In this file, we define strong epimorphisms. A strong epimorphism is an epimorphism f, such that for every commutative square with f at the top and a monomorphism at the bottom, there is a diagonal morphism making the two triangles commute. This lift is necessarily unique (as shown in comma.lean).

Main results

Besides the definition, we show that

the composition of two strong epimorphisms is a strong epimorphism,
if f ≫ g is a strong epimorphism, then so is g,
if f is both a strong epimorphism and a monomorphism, then it is an isomorphism

Future work

There is also the dual notion of strong monomorphism.

References

[F. Borceux, Handbook of Categorical Algebra 1][borceux-vol1]

source

@[class]

structure category_theory.strong_epi {C : Type u} [category_theory.category C] {P Q : C} :

(P ⟶ Q) → Prop

epi : category_theory.epi f
has_lift : ∀ {X Y : C} {u : P ⟶ X} {v : Q ⟶ Y} {z : X ⟶ Y} [_inst_2 : category_theory.mono z] (h : u ≫ z = f ≫ v), category_theory.arrow.has_lift (category_theory.arrow.hom_mk' h)

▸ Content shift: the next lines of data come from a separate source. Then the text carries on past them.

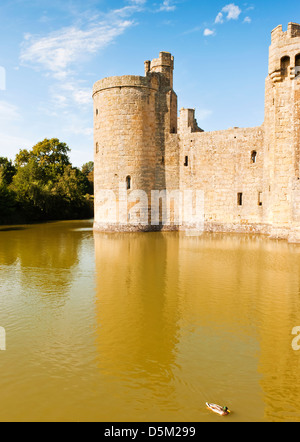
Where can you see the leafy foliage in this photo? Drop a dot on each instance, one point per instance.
(42, 185)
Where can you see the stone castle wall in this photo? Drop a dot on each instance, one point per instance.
(250, 177)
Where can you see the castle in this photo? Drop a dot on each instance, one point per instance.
(250, 178)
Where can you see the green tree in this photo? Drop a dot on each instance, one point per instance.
(50, 155)
(7, 171)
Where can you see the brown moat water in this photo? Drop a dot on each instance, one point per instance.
(147, 327)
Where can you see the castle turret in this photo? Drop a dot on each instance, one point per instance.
(282, 131)
(134, 119)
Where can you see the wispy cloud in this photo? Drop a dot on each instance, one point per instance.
(61, 50)
(229, 12)
(209, 32)
(167, 6)
(9, 111)
(58, 54)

A strong epimorphism f is an epimorphism such that every commutative square with f at the top and a monomorphism at the bottom has a lift.

Instances

source

@[instance]

def category_theory.epi_of_strong_epi {C : Type u} [category_theory.category C] {P Q : C} (f : P ⟶ Q) [category_theory.strong_epi f] :

category_theory.epi f

source

theorem category_theory.strong_epi_comp {C : Type u} [category_theory.category C] {P Q R : C} (f : P ⟶ Q) (g : Q ⟶ R) [category_theory.strong_epi f] [category_theory.strong_epi g] :

category_theory.strong_epi (f ≫ g)

The composition of two strong epimorphisms is a strong epimorphism.

source

theorem category_theory.strong_epi_of_strong_epi {C : Type u} [category_theory.category C] {P Q R : C} (f : P ⟶ Q) (g : Q ⟶ R) [category_theory.strong_epi (f ≫ g)] :

category_theory.strong_epi g

If f ≫ g is a strong epimorphism, then so is g.

source

@[instance]

def category_theory.strong_epi_of_is_iso {C : Type u} [category_theory.category C] {P Q : C} (f : P ⟶ Q) [category_theory.is_iso f] :

category_theory.strong_epi f

An isomorphism is in particular a strong epimorphism.

source

def category_theory.is_iso_of_mono_of_strong_epi {C : Type u} [category_theory.category C] {P Q : C} (f : P ⟶ Q) [category_theory.mono f] [category_theory.strong_epi f] :

category_theory.is_iso f

A strong epimorphism that is a monomorphism is an isomorphism.

Equations

category_theory.is_iso_of_mono_of_strong_epi f = {inv := category_theory.arrow.lift (category_theory.arrow.hom_mk' _) _, hom_inv_id' := _, inv_hom_id' := _}